Esto es lo que queríamos ver
Por Magdalena Cabello , 27 octubre, 2014
Recuerdo como parte de mi infancia los comentarios efusivos de mi padre gritando a ninguna parte pero dirigiéndose a todos. Corrían los años 90 y mi relación con la política tenía que ver con una hora al día en la que el telediario ocupaba el eje central de la casa. Entendía que no todo estaba bien colocado en la trastienda del país y que urgía ordenarlo cuanto antes.

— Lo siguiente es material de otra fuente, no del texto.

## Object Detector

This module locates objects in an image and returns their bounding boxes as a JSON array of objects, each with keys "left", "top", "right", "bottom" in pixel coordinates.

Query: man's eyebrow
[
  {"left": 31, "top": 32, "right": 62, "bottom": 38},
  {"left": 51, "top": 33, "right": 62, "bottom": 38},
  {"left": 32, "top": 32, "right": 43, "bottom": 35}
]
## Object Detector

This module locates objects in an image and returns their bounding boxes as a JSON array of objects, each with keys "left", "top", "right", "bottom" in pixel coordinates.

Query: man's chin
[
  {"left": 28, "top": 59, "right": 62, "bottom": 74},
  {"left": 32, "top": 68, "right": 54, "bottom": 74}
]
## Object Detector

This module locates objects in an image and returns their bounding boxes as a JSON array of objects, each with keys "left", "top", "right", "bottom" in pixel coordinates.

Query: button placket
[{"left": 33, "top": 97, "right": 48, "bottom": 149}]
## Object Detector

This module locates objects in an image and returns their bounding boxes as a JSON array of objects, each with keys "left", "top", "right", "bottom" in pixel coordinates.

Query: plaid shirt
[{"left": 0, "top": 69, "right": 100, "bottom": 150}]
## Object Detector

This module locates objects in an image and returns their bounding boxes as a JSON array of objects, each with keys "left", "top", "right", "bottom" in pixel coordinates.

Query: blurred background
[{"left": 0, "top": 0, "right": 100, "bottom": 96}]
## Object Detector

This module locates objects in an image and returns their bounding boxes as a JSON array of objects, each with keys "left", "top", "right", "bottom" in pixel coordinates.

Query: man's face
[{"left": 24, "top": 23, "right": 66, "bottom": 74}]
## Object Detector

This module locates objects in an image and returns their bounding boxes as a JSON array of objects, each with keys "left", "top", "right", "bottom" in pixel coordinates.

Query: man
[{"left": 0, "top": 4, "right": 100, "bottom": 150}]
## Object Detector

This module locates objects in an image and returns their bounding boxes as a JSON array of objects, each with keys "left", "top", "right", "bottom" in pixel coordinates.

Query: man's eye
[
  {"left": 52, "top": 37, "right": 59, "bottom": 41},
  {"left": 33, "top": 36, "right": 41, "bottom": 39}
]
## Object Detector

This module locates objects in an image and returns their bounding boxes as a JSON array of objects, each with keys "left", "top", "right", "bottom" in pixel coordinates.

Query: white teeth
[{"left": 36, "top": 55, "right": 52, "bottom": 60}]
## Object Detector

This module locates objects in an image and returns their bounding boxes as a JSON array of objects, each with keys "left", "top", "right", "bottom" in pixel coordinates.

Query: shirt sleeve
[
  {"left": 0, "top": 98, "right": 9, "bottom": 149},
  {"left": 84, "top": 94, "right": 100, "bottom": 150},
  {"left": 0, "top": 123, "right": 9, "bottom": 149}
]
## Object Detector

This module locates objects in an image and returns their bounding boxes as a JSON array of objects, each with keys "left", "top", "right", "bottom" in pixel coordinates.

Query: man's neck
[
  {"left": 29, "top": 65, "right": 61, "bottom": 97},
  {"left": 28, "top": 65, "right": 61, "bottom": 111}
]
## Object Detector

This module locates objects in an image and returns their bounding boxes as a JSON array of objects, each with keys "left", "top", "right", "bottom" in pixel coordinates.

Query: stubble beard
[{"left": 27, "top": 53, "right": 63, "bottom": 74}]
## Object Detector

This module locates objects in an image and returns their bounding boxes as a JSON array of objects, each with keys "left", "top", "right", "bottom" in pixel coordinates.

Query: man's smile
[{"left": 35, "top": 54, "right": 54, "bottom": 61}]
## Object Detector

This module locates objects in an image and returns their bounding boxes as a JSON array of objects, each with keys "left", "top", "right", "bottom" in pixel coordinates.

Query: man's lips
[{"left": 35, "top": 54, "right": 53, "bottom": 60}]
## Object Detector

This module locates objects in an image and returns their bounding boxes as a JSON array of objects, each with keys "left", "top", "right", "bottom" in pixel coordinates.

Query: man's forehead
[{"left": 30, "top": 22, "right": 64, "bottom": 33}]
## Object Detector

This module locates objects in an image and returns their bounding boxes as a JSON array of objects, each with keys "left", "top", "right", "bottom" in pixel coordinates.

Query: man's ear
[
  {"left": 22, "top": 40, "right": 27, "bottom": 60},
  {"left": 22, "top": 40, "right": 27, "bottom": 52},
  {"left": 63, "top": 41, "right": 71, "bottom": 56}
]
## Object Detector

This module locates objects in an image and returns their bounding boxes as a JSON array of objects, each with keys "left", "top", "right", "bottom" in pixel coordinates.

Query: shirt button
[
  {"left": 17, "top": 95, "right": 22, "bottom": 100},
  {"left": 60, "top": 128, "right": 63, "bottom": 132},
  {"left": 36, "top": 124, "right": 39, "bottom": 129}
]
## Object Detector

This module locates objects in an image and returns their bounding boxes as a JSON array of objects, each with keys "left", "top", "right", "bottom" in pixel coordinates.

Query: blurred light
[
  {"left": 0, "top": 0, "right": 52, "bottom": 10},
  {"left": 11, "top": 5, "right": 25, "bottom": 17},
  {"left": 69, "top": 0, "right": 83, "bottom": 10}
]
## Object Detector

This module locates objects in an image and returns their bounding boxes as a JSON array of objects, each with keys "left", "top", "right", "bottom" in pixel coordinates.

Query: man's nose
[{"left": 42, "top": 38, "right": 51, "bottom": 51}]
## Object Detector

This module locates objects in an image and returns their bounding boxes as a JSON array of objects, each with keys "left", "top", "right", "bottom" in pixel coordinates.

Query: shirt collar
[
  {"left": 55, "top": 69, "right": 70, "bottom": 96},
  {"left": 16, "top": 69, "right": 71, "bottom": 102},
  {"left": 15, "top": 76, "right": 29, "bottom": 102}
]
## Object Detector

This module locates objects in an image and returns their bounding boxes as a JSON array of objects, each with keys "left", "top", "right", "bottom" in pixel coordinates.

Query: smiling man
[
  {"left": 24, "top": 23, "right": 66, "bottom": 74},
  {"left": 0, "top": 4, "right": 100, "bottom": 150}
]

Las promesas recientes de los dirigentes que nos adentraban en la «democracia occidental» se dejaban examinar cada día por un público muy exigente que tenía demasiado en mente lo pasado en las últimas décadas y que demandaba, muy lógicamente, un cambio duro, radical y notable. Notable porque la transformación se tenía que notar y sobre todo, porque la gente luchaba por ello, por una política honesta, sincera y capaz.
Los años 90 pasaron con más cortinas de humo que grandes acciones. Las grandes privatizaciones, como ya se sabe, comenzaban en aquellos tiempos y mi padre seguía vociferando a pleno pulmón que aquello traería consecuencias. Que la burbuja de felicidad tenía más que ver con burbujas que con felicidades. El euro, la OTAN o Telefónica y BBVA «ya no son de todos» desembocó en Bankia, preferentes, Gürtel, Plan Bolonia, copago, Wert, aborto. Impotencia. Si tuviese que recurrir a alguna palabra que definiese esta nube de condescendencia con la barbaridad sería «impotencia». Y no porque una quiera arreglar el país de momento y con una voz, sino porque cuesta creer que habiendo crecido en un sistema que me llenó de ilusiones, que me impulsó hacia la cultura del esfuerzo, ahora me quiera hacer creer que mi máxima aspiración es aprender inglés para poder impartir español en un país anglosajón. El mismo que trajo su cultura sistemática al país que ya andaba desordenado hace ya dos décadas. El mismo que vino a desordenar la trastienda. Por supuesto, los tenderos que acogían todo esto, jamás pensaron en que una carrera, un máster, dos idiomas y prácticas impagadas, no me servirían de nada pasada una década.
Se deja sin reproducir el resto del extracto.